Dietary zinc inhibits the formation of colonic preneoplastic lesion induced by azoxymethane and dextran sodium sulfate in mice.
- Author:
Hyunji PARK
1
;
Dang Young KIM
;
Bong Su KANG
;
Ja Seon YOON
;
Jae Hwang JEONG
;
Sang Yoon NAM
;
Young Won YUN
;
Jong Soo KIM
;
Beom Jun LEE
Author Information
1. College of Veterinary Medicine and Research Institute of Veterinary Medicine, Chungbuk National University, Cheongju 361-763, Korea. beomjun@cbu.ac.kr
- Publication Type:Original Article
- Keywords:
aberrant crypt foci;
colon carcinogenesis;
mouse;
zinc
- MeSH:
Aberrant Crypt Foci;
Animals;
Azoxymethane;
beta Catenin;
Colon;
Colorectal Neoplasms;
Cytosol;
Developed Countries;
Dextrans;
Lipid Peroxidation;
Mice;
Mice, Inbred ICR;
Mucous Membrane;
Sodium;
Sulfates;
Superoxide Dismutase;
Thiobarbiturates;
Zinc
- From:Korean Journal of Veterinary Research
2012;52(2):115-124
- CountryRepublic of Korea
- Language:English
-
Abstract:
Colorectal cancer (CRC) is one of the leading causes of cancer death in western countries or in the developed countries.
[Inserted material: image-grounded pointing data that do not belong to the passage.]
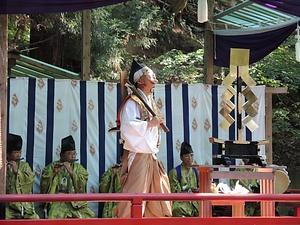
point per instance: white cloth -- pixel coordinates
(137, 136)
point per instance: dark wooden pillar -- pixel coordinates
(208, 46)
(3, 106)
(86, 45)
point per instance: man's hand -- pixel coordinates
(156, 121)
(13, 165)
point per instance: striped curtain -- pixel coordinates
(43, 111)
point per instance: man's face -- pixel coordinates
(187, 159)
(14, 155)
(68, 156)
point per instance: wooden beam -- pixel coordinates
(208, 46)
(86, 45)
(3, 106)
(280, 90)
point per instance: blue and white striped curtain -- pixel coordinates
(43, 111)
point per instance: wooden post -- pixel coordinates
(123, 80)
(268, 125)
(3, 106)
(86, 45)
(209, 45)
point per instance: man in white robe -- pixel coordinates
(140, 132)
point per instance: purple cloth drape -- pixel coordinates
(288, 6)
(51, 6)
(260, 44)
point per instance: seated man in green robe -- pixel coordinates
(19, 180)
(184, 179)
(65, 176)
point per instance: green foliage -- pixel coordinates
(18, 31)
(116, 27)
(278, 69)
(175, 66)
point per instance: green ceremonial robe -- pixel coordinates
(62, 182)
(188, 182)
(20, 183)
(110, 183)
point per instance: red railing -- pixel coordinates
(136, 208)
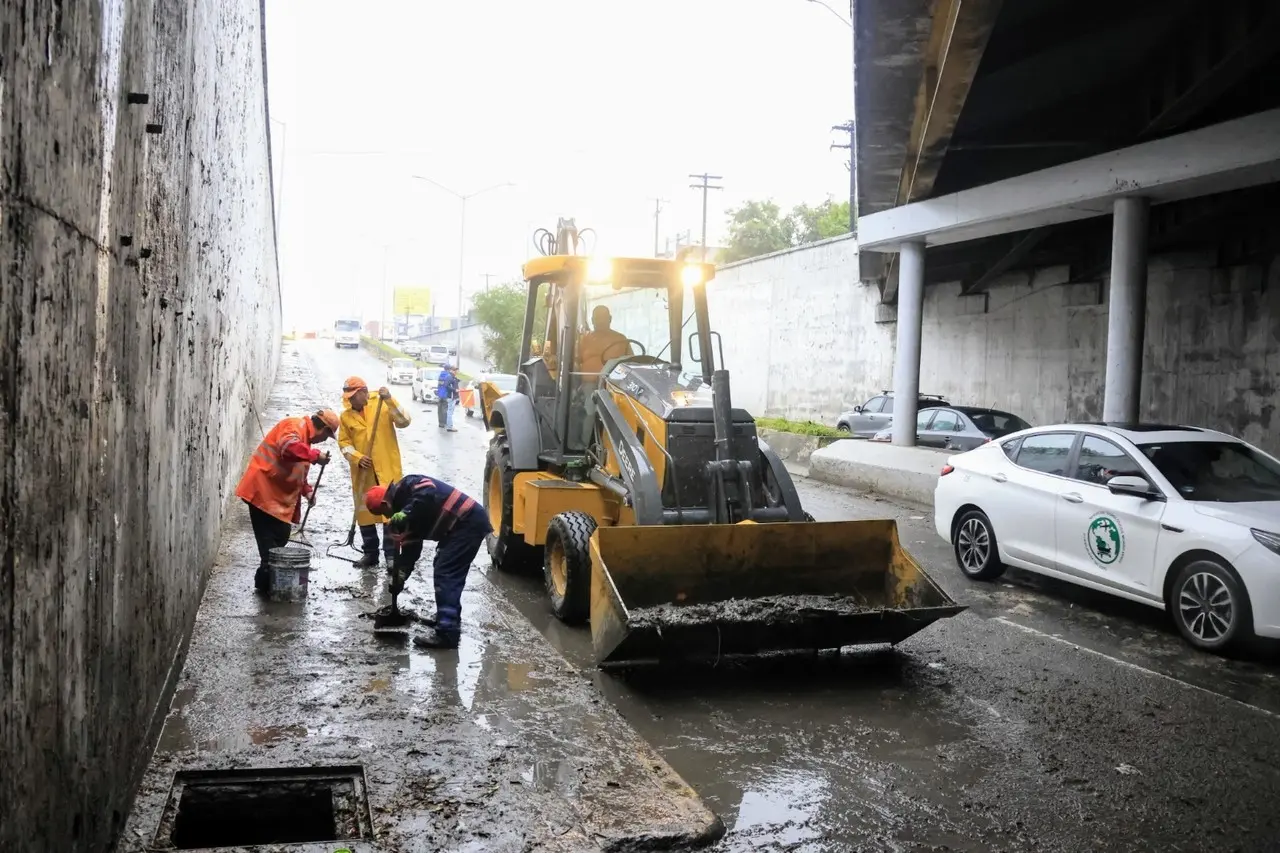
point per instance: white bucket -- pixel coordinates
(289, 569)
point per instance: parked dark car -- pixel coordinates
(959, 428)
(877, 413)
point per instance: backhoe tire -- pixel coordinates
(567, 566)
(507, 548)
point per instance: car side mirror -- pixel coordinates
(1134, 487)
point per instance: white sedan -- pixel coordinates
(1178, 518)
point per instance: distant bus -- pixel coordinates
(346, 333)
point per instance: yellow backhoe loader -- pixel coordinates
(621, 469)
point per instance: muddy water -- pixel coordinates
(974, 735)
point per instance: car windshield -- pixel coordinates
(1224, 471)
(997, 423)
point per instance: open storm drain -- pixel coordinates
(278, 806)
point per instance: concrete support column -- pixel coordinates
(1127, 310)
(906, 365)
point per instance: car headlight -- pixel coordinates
(1269, 541)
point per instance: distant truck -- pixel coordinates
(346, 333)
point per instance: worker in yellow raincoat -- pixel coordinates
(378, 464)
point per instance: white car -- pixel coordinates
(400, 372)
(1179, 518)
(424, 384)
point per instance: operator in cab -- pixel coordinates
(594, 349)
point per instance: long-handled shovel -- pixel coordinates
(301, 537)
(355, 512)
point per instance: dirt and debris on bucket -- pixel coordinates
(768, 609)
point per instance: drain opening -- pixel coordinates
(248, 807)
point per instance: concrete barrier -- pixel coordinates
(904, 473)
(795, 448)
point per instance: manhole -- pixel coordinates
(279, 806)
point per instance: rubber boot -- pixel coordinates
(437, 639)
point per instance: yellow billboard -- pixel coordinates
(412, 300)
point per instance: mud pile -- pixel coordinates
(773, 610)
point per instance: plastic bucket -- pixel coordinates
(289, 569)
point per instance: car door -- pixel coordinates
(1025, 497)
(944, 425)
(1104, 537)
(868, 422)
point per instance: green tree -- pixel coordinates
(758, 228)
(821, 222)
(501, 310)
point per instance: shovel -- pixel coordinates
(301, 537)
(355, 512)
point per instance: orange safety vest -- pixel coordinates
(273, 483)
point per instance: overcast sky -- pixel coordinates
(590, 108)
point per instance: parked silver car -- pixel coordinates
(959, 428)
(877, 413)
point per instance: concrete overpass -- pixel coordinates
(993, 137)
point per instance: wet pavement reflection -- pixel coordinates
(999, 729)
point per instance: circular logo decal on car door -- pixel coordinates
(1104, 539)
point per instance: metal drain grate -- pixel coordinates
(279, 806)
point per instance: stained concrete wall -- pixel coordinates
(798, 328)
(805, 340)
(138, 329)
(1036, 345)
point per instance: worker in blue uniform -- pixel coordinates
(420, 509)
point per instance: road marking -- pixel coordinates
(1133, 666)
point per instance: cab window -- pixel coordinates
(1100, 460)
(1046, 454)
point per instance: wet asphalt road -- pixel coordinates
(1042, 719)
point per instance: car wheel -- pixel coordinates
(1211, 606)
(974, 544)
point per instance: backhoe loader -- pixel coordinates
(650, 503)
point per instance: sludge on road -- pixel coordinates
(1031, 723)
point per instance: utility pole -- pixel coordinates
(848, 127)
(704, 185)
(657, 214)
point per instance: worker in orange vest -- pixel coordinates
(275, 480)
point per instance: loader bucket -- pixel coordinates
(671, 592)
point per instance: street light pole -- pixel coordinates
(462, 240)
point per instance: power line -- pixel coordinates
(657, 215)
(850, 128)
(704, 185)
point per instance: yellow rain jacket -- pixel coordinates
(353, 441)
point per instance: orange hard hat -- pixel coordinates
(374, 498)
(330, 419)
(352, 386)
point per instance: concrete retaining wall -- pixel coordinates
(903, 473)
(138, 331)
(794, 448)
(804, 341)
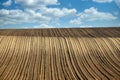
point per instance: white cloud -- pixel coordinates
(56, 12)
(118, 3)
(44, 26)
(86, 26)
(36, 4)
(75, 21)
(40, 26)
(7, 3)
(92, 14)
(103, 1)
(108, 1)
(19, 16)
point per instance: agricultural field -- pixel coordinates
(60, 54)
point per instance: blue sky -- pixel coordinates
(59, 13)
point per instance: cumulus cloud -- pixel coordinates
(35, 4)
(103, 1)
(92, 14)
(118, 3)
(56, 12)
(19, 16)
(7, 3)
(86, 26)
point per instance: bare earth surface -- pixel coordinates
(60, 54)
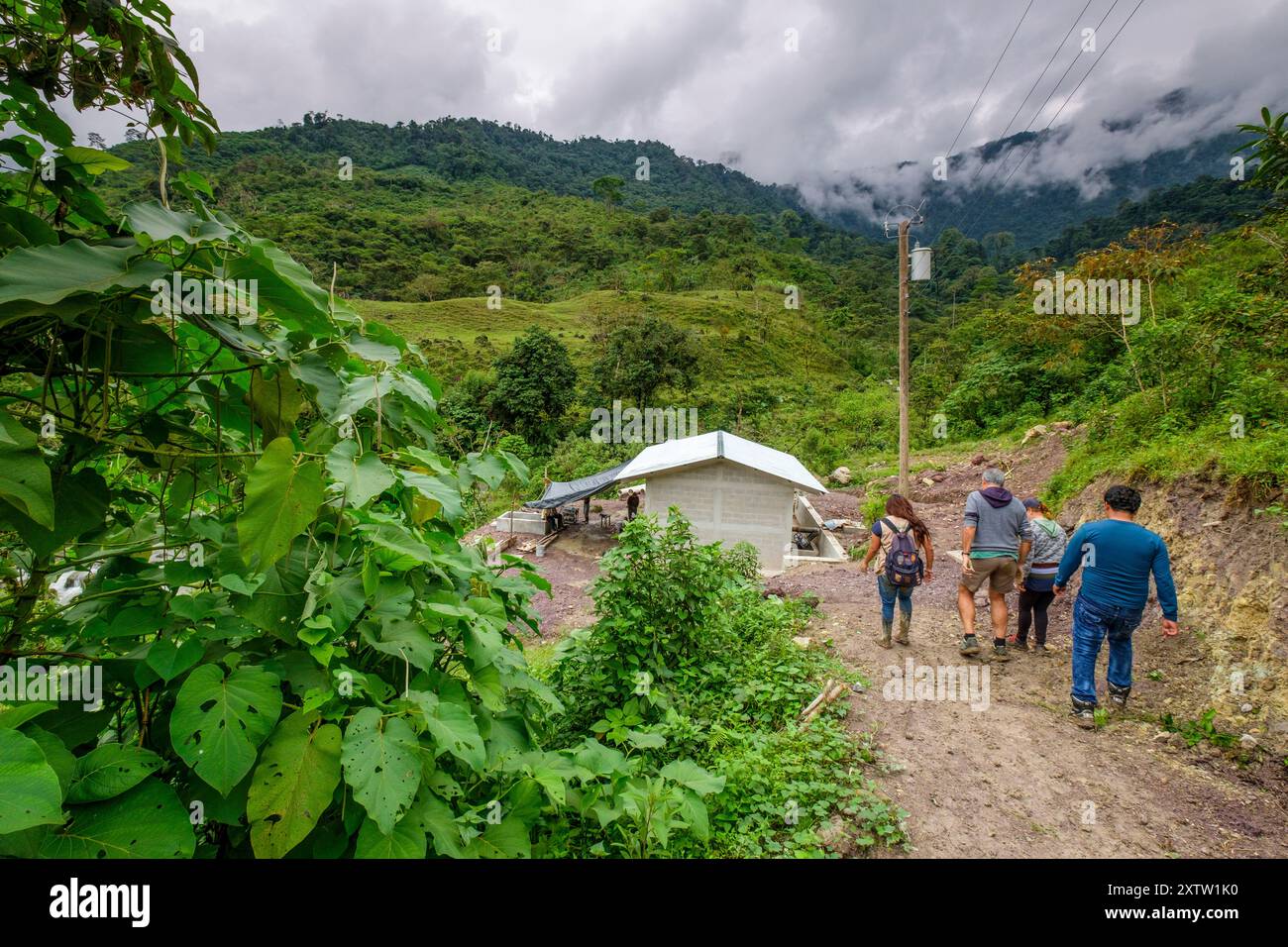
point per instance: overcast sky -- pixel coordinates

Zinc intake has been associated with decreased risk of CRC. We investigated the effect of zinc on the formation of colonic aberrant crypt foci (ACF) induced by azoxymethane followed by dextran sodium sulfate in mice. Five-week old ICR mice were fed with the different zinc levels (0.01, 0.1, 1 ppm) for 12 weeks. The numbers of ACF were measured in the colonic mucosa. The ACF number of HZn group was significantly low compared with LZn group or MZn group. Cytosolic superoxide dismutase activity was the highest in HZn group, while thiobarbituric acid reactive substance level for lipid peroxidation was the highest in LZn group. There was no difference in number of PCNA-positive proliferative cells among the groups. TUNEL-positive apoptotic cells were increased in HZn group compared with LZn group. The HZn group exhibited a decrease of beta-catenin immunostaining areas compared with the LZn or MZn group. These findings indicate that dietary zinc might exert a protecting effect against colon carcinogenesis by inhibiting the development of ACF in the mice.